According to clause 9,
The coating composition used in step 5 is,
Based on 10 parts by weight of organic solvent,
A manufacturing method comprising 0.04-2 parts by weight of a cross-linked polydimethylsiloxane (PDMS) derivative represented by Formula 1.
According to clause 10,
The coating composition used in step 5 is,
Based on 10 parts by weight of organic solvent,
A manufacturing method comprising 0.04-1 part by weight of a cross-linked polydimethylsiloxane (PDMS) derivative represented by Formula 1.
According to clause 11,
The coating composition used in step 5 is,
Based on 10 parts by weight of organic solvent,
A manufacturing method comprising 0.05-0.17 parts by weight of a cross-linked polydimethylsiloxane (PDMS) derivative represented by Formula 1.
According to paragraph 1,
A manufacturing method characterized in that the coating composition used in step 5 does not include PDMS (Polydimethylsiloxane) derivative represented by the following formula (2).
[Formula 2]

(In Formula 2 above, m is an integer of 1-100.)

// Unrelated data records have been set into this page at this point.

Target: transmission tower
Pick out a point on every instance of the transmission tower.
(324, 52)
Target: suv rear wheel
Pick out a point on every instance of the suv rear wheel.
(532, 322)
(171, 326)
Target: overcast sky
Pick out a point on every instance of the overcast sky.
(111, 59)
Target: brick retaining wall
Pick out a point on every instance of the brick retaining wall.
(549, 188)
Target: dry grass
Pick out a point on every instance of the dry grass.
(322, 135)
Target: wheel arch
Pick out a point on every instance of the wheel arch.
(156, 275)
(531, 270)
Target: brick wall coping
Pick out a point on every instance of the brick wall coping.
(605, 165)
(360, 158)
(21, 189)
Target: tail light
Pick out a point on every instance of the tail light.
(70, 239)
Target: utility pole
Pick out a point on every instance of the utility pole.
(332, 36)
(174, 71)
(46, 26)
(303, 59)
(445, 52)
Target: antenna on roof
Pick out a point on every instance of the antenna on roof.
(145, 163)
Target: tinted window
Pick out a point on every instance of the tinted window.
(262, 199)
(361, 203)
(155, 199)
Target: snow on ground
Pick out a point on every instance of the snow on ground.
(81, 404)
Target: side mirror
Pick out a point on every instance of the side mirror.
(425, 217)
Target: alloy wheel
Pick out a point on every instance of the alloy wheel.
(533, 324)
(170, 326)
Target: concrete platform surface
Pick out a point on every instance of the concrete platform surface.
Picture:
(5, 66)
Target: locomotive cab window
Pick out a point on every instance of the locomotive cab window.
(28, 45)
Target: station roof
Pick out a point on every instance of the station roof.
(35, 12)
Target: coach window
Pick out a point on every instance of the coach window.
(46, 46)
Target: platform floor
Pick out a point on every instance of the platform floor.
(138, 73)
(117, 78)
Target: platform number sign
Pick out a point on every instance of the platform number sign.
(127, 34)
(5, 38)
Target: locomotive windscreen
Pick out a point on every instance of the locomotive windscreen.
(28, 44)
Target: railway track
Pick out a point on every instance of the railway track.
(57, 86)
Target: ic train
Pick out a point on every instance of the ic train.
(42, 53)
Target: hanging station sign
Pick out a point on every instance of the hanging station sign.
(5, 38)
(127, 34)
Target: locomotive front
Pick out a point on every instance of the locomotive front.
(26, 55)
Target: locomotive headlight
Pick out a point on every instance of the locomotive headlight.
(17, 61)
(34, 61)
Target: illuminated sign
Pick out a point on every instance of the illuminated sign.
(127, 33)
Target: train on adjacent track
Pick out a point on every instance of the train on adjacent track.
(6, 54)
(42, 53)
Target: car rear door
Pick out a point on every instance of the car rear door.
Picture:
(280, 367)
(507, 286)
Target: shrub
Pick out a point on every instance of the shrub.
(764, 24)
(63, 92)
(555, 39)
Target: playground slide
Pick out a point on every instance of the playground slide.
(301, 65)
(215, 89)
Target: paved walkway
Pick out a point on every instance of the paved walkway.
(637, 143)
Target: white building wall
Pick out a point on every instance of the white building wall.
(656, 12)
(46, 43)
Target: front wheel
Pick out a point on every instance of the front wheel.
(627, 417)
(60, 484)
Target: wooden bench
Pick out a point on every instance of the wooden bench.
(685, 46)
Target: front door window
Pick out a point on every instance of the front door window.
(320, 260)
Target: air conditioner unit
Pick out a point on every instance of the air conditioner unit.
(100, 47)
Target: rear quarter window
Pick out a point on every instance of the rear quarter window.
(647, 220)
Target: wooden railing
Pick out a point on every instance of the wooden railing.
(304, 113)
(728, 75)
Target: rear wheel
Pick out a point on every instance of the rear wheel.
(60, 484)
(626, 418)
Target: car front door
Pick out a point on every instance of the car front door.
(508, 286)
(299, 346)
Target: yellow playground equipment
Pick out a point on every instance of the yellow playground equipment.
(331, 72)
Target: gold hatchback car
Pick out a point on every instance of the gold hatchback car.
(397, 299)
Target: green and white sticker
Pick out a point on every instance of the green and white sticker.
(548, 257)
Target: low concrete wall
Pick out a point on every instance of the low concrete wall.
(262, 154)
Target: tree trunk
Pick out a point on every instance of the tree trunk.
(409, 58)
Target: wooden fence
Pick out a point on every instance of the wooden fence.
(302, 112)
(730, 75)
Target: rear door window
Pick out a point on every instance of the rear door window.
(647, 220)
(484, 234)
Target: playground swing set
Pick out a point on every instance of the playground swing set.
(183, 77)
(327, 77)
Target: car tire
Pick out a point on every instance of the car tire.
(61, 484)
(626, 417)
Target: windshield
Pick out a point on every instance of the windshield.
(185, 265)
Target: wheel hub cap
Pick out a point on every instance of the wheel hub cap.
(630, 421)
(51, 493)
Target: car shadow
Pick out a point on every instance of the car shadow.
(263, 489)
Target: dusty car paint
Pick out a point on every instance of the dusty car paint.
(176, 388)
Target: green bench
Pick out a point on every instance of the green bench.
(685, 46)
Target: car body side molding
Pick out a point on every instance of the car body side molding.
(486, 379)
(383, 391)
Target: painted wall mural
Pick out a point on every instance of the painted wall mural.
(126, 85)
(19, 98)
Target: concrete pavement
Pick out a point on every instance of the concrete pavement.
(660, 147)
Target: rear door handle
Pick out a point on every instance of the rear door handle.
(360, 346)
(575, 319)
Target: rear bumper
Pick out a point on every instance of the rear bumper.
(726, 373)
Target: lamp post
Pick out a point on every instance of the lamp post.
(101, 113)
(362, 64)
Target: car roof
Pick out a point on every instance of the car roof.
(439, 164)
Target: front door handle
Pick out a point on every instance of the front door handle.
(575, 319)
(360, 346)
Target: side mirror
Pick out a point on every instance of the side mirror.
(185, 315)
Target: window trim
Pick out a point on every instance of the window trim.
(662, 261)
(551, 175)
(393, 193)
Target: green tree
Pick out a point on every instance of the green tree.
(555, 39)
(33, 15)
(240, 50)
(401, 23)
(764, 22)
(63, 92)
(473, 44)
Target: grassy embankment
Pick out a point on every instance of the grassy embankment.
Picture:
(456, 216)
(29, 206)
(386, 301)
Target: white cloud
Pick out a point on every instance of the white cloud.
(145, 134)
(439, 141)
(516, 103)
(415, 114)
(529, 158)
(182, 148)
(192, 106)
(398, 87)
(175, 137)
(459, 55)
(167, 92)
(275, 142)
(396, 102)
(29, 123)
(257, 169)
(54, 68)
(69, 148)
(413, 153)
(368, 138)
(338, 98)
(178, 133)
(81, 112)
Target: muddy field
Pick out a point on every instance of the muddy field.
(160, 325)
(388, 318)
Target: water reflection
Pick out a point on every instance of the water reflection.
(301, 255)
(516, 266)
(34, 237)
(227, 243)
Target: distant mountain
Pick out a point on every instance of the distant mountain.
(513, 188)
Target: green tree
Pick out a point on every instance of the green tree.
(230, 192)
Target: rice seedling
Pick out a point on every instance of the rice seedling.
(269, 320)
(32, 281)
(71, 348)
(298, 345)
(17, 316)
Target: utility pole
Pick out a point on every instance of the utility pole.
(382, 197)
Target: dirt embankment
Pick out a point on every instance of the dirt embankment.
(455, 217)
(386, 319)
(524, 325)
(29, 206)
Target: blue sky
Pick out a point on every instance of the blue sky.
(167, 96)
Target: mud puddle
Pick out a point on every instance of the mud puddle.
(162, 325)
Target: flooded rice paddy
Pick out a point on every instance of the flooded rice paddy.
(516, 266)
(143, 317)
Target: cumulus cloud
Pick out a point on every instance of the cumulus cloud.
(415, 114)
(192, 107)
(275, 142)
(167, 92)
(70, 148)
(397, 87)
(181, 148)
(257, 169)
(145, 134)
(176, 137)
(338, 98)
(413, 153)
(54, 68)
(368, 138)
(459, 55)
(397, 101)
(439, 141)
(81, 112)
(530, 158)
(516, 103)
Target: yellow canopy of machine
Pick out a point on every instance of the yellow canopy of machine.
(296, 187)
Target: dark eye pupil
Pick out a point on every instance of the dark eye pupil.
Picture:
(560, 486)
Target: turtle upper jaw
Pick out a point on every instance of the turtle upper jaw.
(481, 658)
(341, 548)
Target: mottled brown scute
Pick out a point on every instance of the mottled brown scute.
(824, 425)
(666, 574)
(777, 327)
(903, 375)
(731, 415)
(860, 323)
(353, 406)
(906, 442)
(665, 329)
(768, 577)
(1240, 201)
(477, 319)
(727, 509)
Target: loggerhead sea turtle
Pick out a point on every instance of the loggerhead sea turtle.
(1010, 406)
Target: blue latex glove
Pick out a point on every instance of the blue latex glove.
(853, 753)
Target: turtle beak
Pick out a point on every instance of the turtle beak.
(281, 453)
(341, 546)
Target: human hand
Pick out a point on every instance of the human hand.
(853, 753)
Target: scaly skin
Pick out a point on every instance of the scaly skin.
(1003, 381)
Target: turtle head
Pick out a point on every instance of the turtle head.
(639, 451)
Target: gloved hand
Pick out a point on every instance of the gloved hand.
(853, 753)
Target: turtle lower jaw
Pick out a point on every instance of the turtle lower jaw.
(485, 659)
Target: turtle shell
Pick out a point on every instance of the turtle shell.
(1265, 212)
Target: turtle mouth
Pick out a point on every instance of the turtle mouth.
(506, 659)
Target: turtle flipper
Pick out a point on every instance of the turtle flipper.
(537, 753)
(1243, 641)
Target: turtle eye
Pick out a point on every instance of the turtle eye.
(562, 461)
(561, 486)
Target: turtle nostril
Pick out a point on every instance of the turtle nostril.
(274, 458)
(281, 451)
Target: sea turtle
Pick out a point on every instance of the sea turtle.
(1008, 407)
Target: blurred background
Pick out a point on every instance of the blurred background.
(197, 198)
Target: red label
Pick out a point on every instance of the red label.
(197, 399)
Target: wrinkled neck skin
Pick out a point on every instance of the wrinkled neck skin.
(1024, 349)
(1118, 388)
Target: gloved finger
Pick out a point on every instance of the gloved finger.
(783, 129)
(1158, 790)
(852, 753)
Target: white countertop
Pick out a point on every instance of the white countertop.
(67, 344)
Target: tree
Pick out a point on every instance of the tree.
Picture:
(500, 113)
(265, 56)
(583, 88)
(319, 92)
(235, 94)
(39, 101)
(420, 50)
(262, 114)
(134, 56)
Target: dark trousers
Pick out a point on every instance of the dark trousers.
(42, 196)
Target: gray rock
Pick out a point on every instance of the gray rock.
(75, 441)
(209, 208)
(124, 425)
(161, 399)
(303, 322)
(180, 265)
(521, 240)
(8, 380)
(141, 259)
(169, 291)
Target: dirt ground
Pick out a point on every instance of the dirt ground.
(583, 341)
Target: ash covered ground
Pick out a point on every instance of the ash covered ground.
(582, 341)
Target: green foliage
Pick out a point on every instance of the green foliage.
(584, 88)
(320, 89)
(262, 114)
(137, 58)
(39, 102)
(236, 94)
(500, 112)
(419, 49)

A 3000 series aluminum alloy with an oil-repellent and water-repellent film manufactured by the manufacturing method of claim 1.
A pre-patterning step (step 1) in which the 3000 series aluminum alloy is subjected to primary anodization at 30-50V for 5-15 hours and then etched to remove the primary anodization film;
secondary anodizing at 35-45 V for 1-10 minutes (step 2);
Pore widening process by immersing in 0.05-1.0M phosphoric acid (H ₃ PO ₄ ) solution for 10-60 minutes (step 3); and
Comprising: tertiary anodizing treatment at 35-45V for 1-10 minutes (step 4);
Method of manufacturing a pillar-on-pore type anodized film on the surface of 3000 series aluminum alloy.
According to clause 15,
A manufacturing method wherein the pillar-on-pore type anodized film has pillars formed on the pore structure.
According to clause 15,
A manufacturing method wherein the anodized film is superhydrophilic.
A 3000 series aluminum alloy with a pillar-on-pore type anodized film manufactured by the manufacturing method of claim 15.